The name Martian is given to the hypothetical native inhabitants of the planet Mars.

There have been many fictional depictions of Martians in the past, including the famous invaders from H. G. Wells' novel The War of the Worlds, Robert Heinlien's "Stranger in a Strange Land", and also many people who have believed in the existence of real Martians. Many speculations (aided by false evidence such as "martian trenches"), hypothesized exotic aliens with ornate and advanced cultures. At this point in time, however, it is generally accepted that Mars has no macroscopic native life, and even the presence of bacteria-scale life is speculative at best.

If Mars is one day colonized by humans, the generations descended from the settlers will most likely also be called Martians.

See also Mars in fiction, extraterrestrial life.

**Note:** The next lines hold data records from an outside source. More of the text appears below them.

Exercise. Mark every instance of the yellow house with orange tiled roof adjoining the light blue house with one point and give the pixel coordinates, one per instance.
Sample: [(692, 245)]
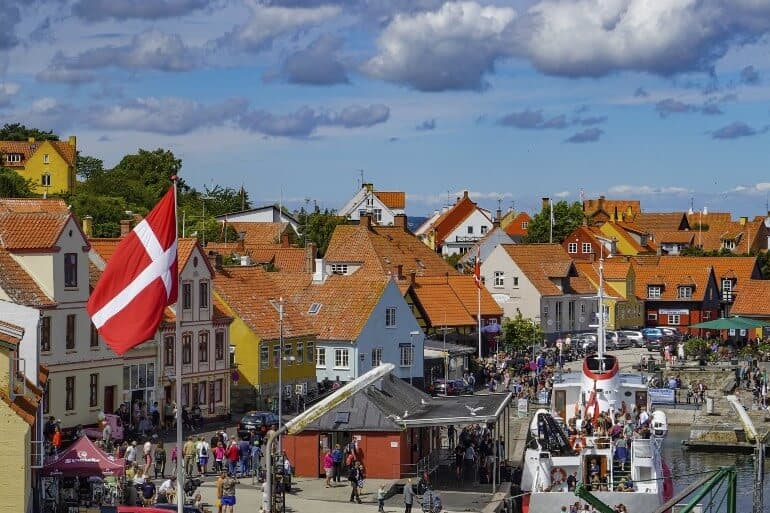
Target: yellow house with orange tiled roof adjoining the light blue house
[(252, 299)]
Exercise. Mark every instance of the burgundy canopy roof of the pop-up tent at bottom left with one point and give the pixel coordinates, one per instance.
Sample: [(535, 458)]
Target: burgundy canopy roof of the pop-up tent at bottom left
[(84, 459)]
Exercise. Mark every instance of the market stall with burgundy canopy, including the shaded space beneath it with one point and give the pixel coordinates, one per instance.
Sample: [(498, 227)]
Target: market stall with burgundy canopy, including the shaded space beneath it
[(81, 476)]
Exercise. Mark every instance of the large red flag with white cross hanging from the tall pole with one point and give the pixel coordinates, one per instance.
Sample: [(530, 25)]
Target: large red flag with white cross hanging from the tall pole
[(139, 281)]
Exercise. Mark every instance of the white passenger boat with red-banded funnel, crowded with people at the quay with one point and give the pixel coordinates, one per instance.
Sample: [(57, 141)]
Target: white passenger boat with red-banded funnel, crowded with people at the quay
[(552, 456)]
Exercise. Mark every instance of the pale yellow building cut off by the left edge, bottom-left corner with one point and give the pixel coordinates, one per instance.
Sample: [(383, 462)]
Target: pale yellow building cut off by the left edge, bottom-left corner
[(19, 401)]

In a computer network, packets with source addresses not routable by some computer on a network segment are referred to as martians or "packets from Mars", on the grounds that they are of no evident "terrestrial" (i.e. normal) source. Martian packets can arise from network equipment malfunction, misconfiguration of a host, or simple coexistence of two logical networks on a single physical layer. For instance, if the IP networks 192.168.34.0/24 and 10.2.3.0/24 operate on the same Ethernet segment, packets from 10.2.3.4 are Martians to the computer at 192.168.34.9, and vice versa.
The Martians were a group of physicists and mathematicians who emigrated from Hungary to the United States in the early half of the 20th century. They included Leo Szilard, Paul Erdos, Eugene Wigner and Edward Teller. They received the name from John von Neumann who half-jokingly suggested that Hungary was a front for aliens from Mars.